Antibiotics are no help in severe asthma: study

But they are associated with a longer hospital stay, higher costs and increased risk of diarrhoea

Antibiotic therapy in patients with severe asthma flares has been shown to provide no additional benefit, according to the results of a large retrospective US analysis in JAMA Internal Medicine.


Guidelines do not recommend antibiotics for patients hospitalised with an asthma exacerbation — unless there are clear signs of infection.

However, a previous study has suggested 41% of patients receive antibiotics on day one, says the retrospective's lead author Dr Mihaela Stefan, from the University of Massachusetts Medical School-Baystate in Springfield, Massachusetts.

In the analysis, researchers looked at more than 19,800 adults hospitalised for asthma exacerbation and treated with systemic corticosteroids between 2015 and 2016.

Forty-four per cent were started on an antibiotic during the first two days of their hospital stay.

These patients were older (median age 48), and more likely to be white (49% vs 41%) and smokers (7% vs 5%), and they had more comorbidities than their peers who did not start an antibiotic.

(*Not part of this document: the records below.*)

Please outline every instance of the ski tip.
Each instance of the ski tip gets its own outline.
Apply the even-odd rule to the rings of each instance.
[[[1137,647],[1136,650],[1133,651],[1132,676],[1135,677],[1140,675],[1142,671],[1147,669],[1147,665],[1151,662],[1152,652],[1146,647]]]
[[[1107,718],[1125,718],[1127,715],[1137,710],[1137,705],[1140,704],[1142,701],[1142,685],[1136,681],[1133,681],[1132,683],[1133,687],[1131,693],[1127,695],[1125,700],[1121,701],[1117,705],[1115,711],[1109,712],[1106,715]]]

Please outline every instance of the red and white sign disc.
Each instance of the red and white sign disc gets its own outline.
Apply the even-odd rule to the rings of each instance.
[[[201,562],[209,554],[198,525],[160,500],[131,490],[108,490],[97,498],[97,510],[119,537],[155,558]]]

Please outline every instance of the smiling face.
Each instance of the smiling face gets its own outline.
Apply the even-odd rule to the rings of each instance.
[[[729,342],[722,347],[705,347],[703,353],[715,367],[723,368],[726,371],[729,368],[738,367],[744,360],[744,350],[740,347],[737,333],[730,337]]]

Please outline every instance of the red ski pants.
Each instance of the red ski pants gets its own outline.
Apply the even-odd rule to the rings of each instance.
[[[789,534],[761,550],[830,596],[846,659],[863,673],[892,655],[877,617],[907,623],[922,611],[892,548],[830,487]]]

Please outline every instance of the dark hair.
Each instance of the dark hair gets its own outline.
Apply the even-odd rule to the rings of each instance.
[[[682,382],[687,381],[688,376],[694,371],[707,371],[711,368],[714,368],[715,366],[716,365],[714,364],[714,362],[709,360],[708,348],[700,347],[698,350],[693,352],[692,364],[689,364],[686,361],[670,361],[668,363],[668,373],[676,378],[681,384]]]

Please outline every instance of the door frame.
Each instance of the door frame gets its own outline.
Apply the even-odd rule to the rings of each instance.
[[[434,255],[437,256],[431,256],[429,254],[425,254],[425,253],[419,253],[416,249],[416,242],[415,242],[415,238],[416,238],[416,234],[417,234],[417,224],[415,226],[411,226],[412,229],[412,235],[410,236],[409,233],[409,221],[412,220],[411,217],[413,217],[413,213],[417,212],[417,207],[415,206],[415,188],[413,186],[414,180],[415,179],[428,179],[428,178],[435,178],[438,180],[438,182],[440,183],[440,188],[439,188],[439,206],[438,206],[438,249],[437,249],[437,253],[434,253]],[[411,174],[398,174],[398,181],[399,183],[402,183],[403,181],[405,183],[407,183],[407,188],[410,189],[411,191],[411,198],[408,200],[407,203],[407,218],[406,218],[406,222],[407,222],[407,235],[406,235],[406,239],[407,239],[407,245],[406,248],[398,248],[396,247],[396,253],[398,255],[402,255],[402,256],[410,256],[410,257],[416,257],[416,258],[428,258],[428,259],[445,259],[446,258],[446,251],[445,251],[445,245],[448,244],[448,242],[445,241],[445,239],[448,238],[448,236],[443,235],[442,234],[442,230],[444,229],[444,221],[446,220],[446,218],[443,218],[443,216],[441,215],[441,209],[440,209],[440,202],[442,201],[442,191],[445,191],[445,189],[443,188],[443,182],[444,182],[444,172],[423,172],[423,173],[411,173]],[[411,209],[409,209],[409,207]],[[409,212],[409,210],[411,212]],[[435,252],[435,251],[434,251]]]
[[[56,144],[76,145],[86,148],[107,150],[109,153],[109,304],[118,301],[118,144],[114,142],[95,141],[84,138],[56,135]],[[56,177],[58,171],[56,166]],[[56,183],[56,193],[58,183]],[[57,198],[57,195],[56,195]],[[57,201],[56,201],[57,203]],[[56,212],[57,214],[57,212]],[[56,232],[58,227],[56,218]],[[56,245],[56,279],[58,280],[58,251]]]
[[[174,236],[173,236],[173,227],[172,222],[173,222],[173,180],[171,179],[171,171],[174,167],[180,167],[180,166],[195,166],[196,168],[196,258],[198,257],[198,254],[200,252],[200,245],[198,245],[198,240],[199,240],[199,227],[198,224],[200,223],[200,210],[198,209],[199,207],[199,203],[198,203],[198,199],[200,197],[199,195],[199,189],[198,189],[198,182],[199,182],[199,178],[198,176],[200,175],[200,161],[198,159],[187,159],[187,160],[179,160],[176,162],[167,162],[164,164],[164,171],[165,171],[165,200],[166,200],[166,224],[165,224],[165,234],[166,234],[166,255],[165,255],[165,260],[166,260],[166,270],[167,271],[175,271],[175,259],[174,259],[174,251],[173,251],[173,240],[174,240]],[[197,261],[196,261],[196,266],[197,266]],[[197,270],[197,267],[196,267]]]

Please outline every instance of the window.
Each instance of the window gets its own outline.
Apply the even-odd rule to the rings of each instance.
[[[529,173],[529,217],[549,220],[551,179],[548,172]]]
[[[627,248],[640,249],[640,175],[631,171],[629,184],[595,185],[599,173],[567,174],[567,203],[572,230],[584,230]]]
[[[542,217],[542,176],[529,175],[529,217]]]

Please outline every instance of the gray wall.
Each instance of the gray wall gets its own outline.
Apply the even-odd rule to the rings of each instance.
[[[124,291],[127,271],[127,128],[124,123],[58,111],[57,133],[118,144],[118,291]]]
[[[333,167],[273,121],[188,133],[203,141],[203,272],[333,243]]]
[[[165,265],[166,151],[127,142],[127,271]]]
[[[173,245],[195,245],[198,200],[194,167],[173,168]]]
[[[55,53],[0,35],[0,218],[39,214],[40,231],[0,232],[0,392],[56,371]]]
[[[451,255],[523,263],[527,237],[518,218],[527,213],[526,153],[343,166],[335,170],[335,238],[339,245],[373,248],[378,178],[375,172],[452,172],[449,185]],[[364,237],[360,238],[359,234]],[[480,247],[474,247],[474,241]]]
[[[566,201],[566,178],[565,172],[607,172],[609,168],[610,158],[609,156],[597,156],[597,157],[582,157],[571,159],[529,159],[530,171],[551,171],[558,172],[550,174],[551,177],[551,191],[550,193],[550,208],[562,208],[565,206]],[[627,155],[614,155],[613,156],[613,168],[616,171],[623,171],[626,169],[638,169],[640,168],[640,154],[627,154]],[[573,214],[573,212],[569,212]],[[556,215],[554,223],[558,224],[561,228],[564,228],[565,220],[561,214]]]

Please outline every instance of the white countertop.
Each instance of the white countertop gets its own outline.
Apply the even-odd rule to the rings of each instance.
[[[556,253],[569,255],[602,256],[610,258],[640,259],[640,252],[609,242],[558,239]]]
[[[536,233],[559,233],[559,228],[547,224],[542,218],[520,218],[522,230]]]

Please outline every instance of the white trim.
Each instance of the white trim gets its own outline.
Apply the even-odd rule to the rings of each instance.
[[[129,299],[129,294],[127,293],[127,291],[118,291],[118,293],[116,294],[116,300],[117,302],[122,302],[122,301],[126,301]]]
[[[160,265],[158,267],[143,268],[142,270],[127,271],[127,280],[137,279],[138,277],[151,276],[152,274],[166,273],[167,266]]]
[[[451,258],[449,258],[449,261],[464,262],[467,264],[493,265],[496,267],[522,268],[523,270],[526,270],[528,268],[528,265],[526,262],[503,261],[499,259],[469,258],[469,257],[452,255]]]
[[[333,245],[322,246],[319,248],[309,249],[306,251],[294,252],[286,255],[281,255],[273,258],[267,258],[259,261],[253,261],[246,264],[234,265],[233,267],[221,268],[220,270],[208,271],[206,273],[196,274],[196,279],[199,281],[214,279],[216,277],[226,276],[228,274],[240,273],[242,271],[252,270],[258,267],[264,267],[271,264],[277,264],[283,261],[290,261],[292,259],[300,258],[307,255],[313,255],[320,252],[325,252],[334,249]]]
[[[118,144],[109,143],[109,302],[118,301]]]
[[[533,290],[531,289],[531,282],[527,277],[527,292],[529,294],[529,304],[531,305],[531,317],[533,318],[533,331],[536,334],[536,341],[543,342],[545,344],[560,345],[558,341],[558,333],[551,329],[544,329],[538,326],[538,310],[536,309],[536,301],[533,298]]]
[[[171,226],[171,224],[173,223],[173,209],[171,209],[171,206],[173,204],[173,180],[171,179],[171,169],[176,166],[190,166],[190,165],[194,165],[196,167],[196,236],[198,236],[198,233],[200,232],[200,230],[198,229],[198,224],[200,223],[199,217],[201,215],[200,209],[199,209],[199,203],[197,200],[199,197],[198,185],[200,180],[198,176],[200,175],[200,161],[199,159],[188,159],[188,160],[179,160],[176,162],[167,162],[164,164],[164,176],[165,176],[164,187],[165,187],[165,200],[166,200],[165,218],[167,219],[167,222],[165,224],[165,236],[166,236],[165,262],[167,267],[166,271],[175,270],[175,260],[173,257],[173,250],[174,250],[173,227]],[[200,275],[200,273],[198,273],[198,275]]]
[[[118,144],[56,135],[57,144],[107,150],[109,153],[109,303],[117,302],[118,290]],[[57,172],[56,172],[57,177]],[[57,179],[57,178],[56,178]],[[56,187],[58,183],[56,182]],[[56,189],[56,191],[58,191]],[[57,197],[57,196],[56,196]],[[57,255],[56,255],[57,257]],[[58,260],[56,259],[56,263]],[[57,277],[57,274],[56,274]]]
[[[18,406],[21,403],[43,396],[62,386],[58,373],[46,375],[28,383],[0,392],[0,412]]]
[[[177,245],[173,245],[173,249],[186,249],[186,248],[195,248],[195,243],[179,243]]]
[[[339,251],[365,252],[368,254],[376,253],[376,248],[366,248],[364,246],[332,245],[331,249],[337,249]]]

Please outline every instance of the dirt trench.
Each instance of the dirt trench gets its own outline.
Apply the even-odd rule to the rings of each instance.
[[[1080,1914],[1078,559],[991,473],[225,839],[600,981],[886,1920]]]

In a propensity score-matched analysis, antibiotic therapy was not associated with better patient outcomes (odds ratio for risk of treatment failure, 0.82 to 1.11).

It was, however, associated with a 29% longer length of hospital stay, higher hospital costs and increased risk of antibiotic-related diarrhoea.

There was no between-group difference in readmission rates at 30 days.

"These findings are novel, reflect the experience of unselected patients cared for in routine settings, and lend strong support to current guidelines that recommend against the use of antibiotics in the absence of concomitant infection,” Dr Stefan and colleagues wrote.

“In addition, the findings highlight the need for future research to improve antimicrobial stewardship in the setting of asthma.”

More information: JAMA Internal Medicine 2019.